For the San Francisco event I’ll be speaking a bit about my background, process, and theory along with some walkthroughs and presentations of recent work. For a rough idea of the style of my presentations have a look at my Academy of Art lecture from April (although this was geared for the students in the Academy program, as opposed to professionals, so it was a little different from what I normally do).
FITC always stack the events with great speakers but this SF date seems to be the most epic yet. It’s the only where you’ll see Yugo Nakamura, Colin Moock, Erik Natzke, Kyle Cooper, Jared Ficklin, Kevin Lynch, and Robert Hodgin (along with over 60 others). It’s also probably the last time I’ll be speaking in 2010 as I finish up the Tycho album and prepare for touring.
Early bird pricing for the event ends Friday July 2nd, so be sure to get your tickets now (they also sell out very quickly, so if you don’t get in on the early bird be sure to get them soon after). You can register here. Enter code “isofifty” under discount code to get an additional 10% off the registration.

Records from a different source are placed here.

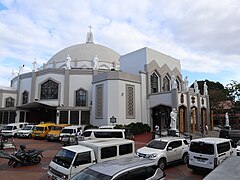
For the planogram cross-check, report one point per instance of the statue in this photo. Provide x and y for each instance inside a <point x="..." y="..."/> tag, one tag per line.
<point x="226" y="119"/>
<point x="34" y="65"/>
<point x="68" y="61"/>
<point x="186" y="89"/>
<point x="13" y="74"/>
<point x="174" y="82"/>
<point x="20" y="69"/>
<point x="196" y="90"/>
<point x="95" y="62"/>
<point x="173" y="116"/>
<point x="205" y="89"/>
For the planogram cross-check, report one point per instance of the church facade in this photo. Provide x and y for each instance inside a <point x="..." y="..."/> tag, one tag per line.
<point x="92" y="84"/>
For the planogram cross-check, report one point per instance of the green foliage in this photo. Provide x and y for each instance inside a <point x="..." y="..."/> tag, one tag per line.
<point x="233" y="89"/>
<point x="90" y="126"/>
<point x="217" y="94"/>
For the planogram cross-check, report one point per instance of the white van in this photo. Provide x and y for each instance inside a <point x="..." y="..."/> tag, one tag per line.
<point x="12" y="129"/>
<point x="208" y="153"/>
<point x="72" y="159"/>
<point x="103" y="133"/>
<point x="69" y="131"/>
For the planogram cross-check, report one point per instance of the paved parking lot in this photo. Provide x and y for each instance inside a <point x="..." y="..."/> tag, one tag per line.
<point x="38" y="172"/>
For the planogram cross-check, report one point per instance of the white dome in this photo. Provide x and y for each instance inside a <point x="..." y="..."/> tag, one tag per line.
<point x="86" y="52"/>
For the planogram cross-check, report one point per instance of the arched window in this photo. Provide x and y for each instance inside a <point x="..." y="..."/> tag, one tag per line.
<point x="49" y="90"/>
<point x="178" y="85"/>
<point x="25" y="97"/>
<point x="81" y="98"/>
<point x="154" y="83"/>
<point x="10" y="102"/>
<point x="166" y="84"/>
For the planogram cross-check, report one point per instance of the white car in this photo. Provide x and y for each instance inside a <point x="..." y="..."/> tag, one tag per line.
<point x="165" y="150"/>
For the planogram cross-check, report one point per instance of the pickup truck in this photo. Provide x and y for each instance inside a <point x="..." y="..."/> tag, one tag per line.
<point x="72" y="159"/>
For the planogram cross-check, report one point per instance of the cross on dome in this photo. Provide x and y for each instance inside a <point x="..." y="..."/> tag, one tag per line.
<point x="89" y="35"/>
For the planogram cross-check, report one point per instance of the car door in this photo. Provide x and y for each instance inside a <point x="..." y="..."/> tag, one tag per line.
<point x="179" y="148"/>
<point x="171" y="151"/>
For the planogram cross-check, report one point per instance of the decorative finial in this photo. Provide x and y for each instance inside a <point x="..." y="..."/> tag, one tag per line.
<point x="34" y="65"/>
<point x="89" y="35"/>
<point x="90" y="27"/>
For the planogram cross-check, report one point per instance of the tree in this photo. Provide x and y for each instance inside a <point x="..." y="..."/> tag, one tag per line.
<point x="217" y="94"/>
<point x="233" y="89"/>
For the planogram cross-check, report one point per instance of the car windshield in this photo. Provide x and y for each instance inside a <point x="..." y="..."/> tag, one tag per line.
<point x="27" y="128"/>
<point x="58" y="128"/>
<point x="7" y="128"/>
<point x="64" y="158"/>
<point x="201" y="147"/>
<point x="90" y="174"/>
<point x="157" y="144"/>
<point x="67" y="131"/>
<point x="36" y="128"/>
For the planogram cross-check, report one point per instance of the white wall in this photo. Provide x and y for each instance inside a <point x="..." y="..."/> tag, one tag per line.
<point x="5" y="96"/>
<point x="162" y="59"/>
<point x="25" y="85"/>
<point x="162" y="98"/>
<point x="57" y="78"/>
<point x="80" y="81"/>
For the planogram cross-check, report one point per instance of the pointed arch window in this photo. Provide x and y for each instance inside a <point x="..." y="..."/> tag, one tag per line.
<point x="10" y="102"/>
<point x="25" y="97"/>
<point x="178" y="85"/>
<point x="81" y="98"/>
<point x="154" y="83"/>
<point x="166" y="84"/>
<point x="49" y="90"/>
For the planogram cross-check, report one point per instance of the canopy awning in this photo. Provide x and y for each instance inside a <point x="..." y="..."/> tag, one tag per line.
<point x="34" y="105"/>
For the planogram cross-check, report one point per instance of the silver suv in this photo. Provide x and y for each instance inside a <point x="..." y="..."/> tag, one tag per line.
<point x="124" y="168"/>
<point x="165" y="150"/>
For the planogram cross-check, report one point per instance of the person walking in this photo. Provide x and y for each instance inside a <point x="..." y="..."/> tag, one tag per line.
<point x="206" y="129"/>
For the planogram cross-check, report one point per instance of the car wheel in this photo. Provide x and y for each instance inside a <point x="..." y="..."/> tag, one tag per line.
<point x="162" y="163"/>
<point x="185" y="158"/>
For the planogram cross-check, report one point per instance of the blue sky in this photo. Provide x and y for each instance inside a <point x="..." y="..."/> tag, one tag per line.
<point x="203" y="35"/>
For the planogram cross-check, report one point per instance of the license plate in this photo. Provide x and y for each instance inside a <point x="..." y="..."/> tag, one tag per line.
<point x="65" y="139"/>
<point x="201" y="160"/>
<point x="54" y="178"/>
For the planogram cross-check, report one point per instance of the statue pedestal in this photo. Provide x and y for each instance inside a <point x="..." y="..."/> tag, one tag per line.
<point x="227" y="127"/>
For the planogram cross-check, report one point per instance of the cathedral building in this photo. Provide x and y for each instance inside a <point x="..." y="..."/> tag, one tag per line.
<point x="92" y="84"/>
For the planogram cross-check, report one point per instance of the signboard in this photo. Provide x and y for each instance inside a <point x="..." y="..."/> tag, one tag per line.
<point x="113" y="119"/>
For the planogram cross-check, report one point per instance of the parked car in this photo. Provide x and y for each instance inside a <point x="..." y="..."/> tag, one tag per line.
<point x="165" y="150"/>
<point x="70" y="132"/>
<point x="126" y="168"/>
<point x="103" y="133"/>
<point x="54" y="133"/>
<point x="25" y="132"/>
<point x="40" y="131"/>
<point x="12" y="129"/>
<point x="208" y="153"/>
<point x="72" y="159"/>
<point x="238" y="148"/>
<point x="230" y="134"/>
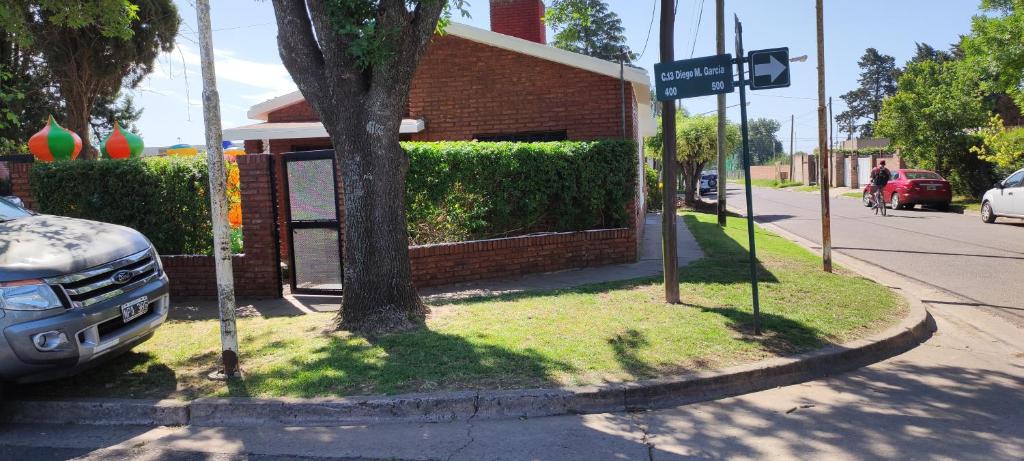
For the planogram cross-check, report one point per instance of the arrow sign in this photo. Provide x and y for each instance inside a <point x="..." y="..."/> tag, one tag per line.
<point x="771" y="68"/>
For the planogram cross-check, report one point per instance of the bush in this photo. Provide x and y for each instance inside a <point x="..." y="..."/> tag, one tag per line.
<point x="470" y="191"/>
<point x="654" y="193"/>
<point x="166" y="199"/>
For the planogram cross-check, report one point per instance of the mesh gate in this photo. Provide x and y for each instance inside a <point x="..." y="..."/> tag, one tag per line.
<point x="312" y="222"/>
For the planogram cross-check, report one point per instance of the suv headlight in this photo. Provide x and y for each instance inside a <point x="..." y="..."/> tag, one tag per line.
<point x="28" y="295"/>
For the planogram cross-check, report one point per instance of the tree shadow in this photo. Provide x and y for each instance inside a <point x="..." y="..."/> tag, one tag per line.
<point x="411" y="362"/>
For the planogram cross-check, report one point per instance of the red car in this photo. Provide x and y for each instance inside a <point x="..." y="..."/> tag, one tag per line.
<point x="909" y="187"/>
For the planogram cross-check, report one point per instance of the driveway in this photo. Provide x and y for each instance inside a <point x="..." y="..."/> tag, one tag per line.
<point x="981" y="264"/>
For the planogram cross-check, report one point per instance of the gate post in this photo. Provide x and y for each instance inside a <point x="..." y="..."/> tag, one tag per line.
<point x="261" y="275"/>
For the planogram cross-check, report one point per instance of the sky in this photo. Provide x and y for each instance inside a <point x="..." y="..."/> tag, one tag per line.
<point x="249" y="69"/>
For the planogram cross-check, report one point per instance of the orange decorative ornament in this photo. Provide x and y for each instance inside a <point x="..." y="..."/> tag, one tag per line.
<point x="53" y="142"/>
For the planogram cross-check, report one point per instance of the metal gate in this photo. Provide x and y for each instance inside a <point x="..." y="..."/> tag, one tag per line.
<point x="313" y="222"/>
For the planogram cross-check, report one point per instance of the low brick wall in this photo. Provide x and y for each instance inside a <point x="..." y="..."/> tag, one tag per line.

Hope to see you out there!
1 Comment Leave A Comment
David says:June 29, 2010 at 5:23 pm
I’m curious as to how you normally speak to a more mature audience (non students) as opposed to the lecture you gave at the Academy of Arts. Is it in a manner that involves more in depth discussion instead of a more general overview? Or is it simply showing some of the hands on processes you take in the work?
Kyle Cooper, Jon Fox and yourself will be three of the bigger selling points for me in this event. Trying to justify its cost with the knowledge I’ll actually absorb from this event.